The banking VPs who can get a buy side job, no problem
If you're a frustrated vice president in an investment bank and you want to leave for an alternative asset manager like a hedge fund or private equity firm, then you might want to try a private debt fund. In the past year alone, the industry segment has grown from $440bn to $560bn – more than 25% annual growth, according to the Alternative Credit Council and Deloitte. BlackRock and Guggenheim Investments, the asset management unit of Guggenheim Partners, are both currently expanding their opportunistic credit platforms.
“Private debt is massive,” said Victoria McGill, a managing principal and the head of investment management, Americas, at Selby Jennings, a recruiting firm. “Lots of large asset managers are growing or establishing their private debt platforms, which is creating a lot of competition within middle-market lending."
The boom is being reflected in a rush of hiring and start-ups. In December, Blackstone veterans Mark Gudis, Edward Cerny and David Petrucco formed Backcast Partners Management, a middle-market investment firm focused on providing direct investment debt and equity capital. David Crescenzi joined Apollo Management as a managing director in the financial sponsors and leveraged finance group. Hitesh Kumar from UBS joined Orchard Global Asset Management. BAML bankers Jeff Schumacher and Sam Kwon both joined Varagon Capital Partners, while Joe Romic joined Hancock Capital Management. - To name but a few.
McGill says demand is highest for mid-ranking staff: “I would say seven-to-10 years of experience for a senior analyst or vice president is a sweet spot."
Despite the hires from banks, she says funds ideally want to hire people with PE experience already. “Candidates need to have experience in direct lending – specifically leveraged loans to middle-market companies.”

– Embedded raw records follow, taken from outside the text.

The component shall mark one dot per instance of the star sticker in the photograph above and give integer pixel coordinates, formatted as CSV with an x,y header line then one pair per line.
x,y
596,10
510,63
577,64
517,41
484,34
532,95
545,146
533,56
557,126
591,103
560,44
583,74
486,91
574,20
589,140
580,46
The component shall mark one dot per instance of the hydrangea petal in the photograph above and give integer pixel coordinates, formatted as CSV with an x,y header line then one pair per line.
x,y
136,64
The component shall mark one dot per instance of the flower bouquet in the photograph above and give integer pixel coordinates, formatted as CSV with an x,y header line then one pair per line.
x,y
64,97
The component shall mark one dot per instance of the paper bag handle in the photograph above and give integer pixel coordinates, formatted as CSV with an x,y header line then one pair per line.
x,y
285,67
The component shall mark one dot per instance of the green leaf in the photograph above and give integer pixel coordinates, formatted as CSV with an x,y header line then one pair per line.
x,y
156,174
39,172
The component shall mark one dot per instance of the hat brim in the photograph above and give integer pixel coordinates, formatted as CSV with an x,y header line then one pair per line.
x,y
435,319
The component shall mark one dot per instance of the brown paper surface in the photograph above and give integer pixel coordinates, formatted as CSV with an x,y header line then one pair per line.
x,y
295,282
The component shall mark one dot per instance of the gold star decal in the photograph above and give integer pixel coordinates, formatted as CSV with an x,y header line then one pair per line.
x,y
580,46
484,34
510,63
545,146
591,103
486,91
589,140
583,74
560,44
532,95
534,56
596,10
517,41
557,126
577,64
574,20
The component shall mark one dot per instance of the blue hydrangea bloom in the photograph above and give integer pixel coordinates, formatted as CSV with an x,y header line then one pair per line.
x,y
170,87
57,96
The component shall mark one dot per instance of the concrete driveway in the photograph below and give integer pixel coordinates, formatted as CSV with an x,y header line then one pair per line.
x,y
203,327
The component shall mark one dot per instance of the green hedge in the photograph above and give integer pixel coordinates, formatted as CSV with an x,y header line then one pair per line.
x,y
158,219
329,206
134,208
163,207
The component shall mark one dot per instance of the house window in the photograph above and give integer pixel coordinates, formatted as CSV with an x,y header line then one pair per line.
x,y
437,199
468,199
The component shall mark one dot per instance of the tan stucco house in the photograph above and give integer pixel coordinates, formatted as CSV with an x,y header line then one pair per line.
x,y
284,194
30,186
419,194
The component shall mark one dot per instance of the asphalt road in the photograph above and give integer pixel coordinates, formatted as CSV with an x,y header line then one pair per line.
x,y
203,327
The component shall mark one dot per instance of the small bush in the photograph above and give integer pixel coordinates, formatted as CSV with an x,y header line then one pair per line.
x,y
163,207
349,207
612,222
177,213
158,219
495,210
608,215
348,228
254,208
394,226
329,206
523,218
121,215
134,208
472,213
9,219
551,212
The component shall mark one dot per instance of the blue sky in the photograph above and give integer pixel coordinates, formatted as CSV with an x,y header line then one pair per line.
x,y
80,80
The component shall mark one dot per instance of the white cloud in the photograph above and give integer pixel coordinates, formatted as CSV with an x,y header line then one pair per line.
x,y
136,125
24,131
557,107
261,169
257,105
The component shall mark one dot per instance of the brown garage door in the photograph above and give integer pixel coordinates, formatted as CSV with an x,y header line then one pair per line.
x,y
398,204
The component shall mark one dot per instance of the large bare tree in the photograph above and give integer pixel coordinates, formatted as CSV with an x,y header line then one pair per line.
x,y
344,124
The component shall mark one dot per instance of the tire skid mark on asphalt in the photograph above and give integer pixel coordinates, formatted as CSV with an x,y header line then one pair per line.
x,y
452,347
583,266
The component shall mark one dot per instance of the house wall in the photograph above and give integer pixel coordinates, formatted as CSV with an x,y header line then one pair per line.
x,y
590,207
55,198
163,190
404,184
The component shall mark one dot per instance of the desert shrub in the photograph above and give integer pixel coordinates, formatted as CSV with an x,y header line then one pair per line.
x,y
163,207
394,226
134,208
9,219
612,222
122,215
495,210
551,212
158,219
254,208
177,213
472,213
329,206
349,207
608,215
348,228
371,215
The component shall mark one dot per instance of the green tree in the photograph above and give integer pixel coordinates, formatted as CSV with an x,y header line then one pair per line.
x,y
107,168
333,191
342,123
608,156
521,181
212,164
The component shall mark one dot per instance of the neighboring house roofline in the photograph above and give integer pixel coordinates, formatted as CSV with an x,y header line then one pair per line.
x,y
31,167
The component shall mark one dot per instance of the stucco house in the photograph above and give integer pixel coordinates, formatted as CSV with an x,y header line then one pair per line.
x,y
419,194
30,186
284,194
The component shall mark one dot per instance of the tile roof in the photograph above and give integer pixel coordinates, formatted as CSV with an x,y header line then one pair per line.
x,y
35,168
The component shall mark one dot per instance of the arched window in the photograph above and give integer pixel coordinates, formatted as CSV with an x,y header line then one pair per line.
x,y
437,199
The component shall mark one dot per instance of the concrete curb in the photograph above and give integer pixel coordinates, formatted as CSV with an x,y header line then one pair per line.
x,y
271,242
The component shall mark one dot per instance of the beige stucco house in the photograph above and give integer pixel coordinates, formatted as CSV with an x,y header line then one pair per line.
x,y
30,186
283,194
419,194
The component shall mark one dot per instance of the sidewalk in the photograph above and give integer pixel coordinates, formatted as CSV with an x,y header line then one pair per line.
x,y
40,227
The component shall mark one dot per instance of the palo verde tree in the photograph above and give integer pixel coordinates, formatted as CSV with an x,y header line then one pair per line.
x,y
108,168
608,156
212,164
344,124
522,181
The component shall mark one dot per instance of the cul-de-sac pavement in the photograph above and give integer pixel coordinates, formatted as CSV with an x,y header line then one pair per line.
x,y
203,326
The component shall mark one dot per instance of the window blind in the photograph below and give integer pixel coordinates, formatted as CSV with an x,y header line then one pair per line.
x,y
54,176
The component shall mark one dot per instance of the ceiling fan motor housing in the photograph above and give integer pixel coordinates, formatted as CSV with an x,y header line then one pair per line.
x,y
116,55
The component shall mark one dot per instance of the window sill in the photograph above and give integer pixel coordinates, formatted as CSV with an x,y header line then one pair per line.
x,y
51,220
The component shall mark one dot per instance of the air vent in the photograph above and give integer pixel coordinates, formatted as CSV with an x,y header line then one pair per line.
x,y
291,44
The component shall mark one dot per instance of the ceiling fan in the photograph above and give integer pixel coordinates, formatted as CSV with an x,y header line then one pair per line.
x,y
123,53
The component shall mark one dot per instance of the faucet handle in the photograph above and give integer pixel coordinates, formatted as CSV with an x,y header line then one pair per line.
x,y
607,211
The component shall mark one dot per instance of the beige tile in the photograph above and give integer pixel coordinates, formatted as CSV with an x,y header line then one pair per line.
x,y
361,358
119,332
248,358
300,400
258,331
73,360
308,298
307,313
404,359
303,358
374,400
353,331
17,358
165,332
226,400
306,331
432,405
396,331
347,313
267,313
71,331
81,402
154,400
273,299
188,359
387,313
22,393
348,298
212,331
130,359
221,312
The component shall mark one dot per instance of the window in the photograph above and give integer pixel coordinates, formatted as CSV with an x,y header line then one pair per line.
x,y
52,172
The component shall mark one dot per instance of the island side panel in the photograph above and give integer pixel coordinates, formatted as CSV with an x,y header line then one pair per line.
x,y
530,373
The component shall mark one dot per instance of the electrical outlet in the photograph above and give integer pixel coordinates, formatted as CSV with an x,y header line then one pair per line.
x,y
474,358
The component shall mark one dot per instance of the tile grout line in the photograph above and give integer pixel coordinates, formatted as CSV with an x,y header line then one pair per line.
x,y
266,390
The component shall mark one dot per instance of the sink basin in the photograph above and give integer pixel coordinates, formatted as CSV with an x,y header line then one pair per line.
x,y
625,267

A recent report by Odyssey Search Partners suggests private credit funds could have another good year in 2017. The sector tends to do well in times of uncertainty, as traditional lenders stockpile assets. It's also possible that banks could push back into private credit if Dodd Frank is gutted, further boosting demand for experienced talent. However, Odyssey says this may take a while to feed through: in the short term, banks could be stymied by persistent capital shortfalls and a lack of talent.